Longwear - Perennial Rose, Femme Forever, Lover's Lust
Lutreglass - Morning Glory
Lipglass - Nymphette
Plushglass - Pretty Plush
Lipstick - New York Apple
Paint - Bare Canvas
Nail Lacquer - Vintage Vamp, Nightfall
Blushcreme - Sweet William, Summer Lily
Kohl Crayon - Powersurge
Paint Pots - Girl Friendly, Bare Study, Indianwood, Rubenesque
Pigments - Mutiny (my first full-size), Golden Lemon, Melon, Teal, Dark Soul, Cornflower, Pink Bronze, Violet, Blue Brown, Kitschmas, All Girl, Jam Session, Deep Blue Green, Fuschia, Maroon, Rose, Naked, Ruby Red, Golden Olive, Silver Fog, Frost






Eyeshadows - (left to right, top to bottom)
Gleam, Nylon, Idol Eyes, Fade
Expensive Pink, Texture, Shale, Petalescent, Girlie, Woodwinked
Sweet Lust, Pink Venus, Trax, Tilt, Flashtrack, Shroom
Satin Taupe, Forgery, Goldmine, Parrot, Greensmoke, Plum Dressing
Phloof!, Cranberry, Vanilla, Honesty, Jest, Knight Divine






Final picture is the whole sha-bam! I got the clear cubes from Staples.com and they hold my makeup perfectly! Brands other than MAC: Bare Escentuals, Smashbox, Stila, Avon, Mary Kay, Mark (I use to sell all 3), Maybelline, Clinique (especially mascara and a red lipstick called Red Hot that is smoking! on me), Urban Decay, Covergirl...probably more but it's late 
	

	
	
		
		

		
		
	


	




 Hope you all enjoy! I'm so glad I found such a big community of fellow 'makeup enthusiasts' :-D

lynn


----------



## Hilly (May 4, 2008)

ohh nice stuff!


----------



## Twinkle_Twinkle (May 5, 2008)

Nice collection.


----------



## hr44 (May 5, 2008)

really nice! And I love how it's stashed!


----------



## newagetomatoz (May 5, 2008)

Killer collection!!  I love how its like an explosion of color!!


----------



## rabideloise (May 5, 2008)

Sweet! Where did you get all that awesome storage?!


----------



## lyttleravyn (May 7, 2008)

Thanks everyone 
	

	
	
		
		

		
		
	


	




 I usually go a little bolder with my eyeshadows and stay simple with lips.

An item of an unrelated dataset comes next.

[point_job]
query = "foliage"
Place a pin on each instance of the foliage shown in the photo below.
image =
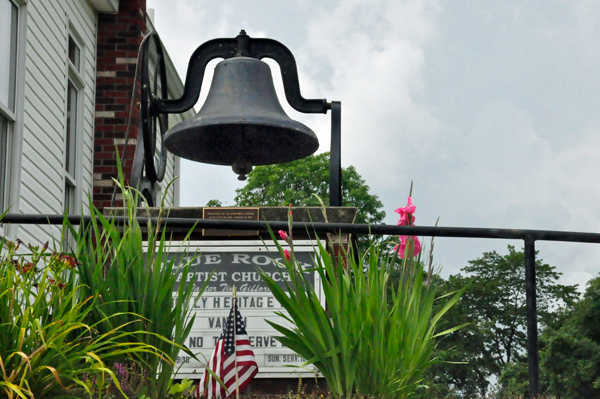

The plastic storage cubes are from Staples. I had to order them from the website since my store didn't carry them. They're made by rubbermaid and come in a bunch of different styles so you can mix and match (I have an X-cube, a double cube, and 3 4-drawer cubes). Here's the link to Staples for anyone interested

Rubbermaid Shelf Savers Cube at Staples

ciao loves 
	

	
	
		
		

		
		
	


	



lynn


----------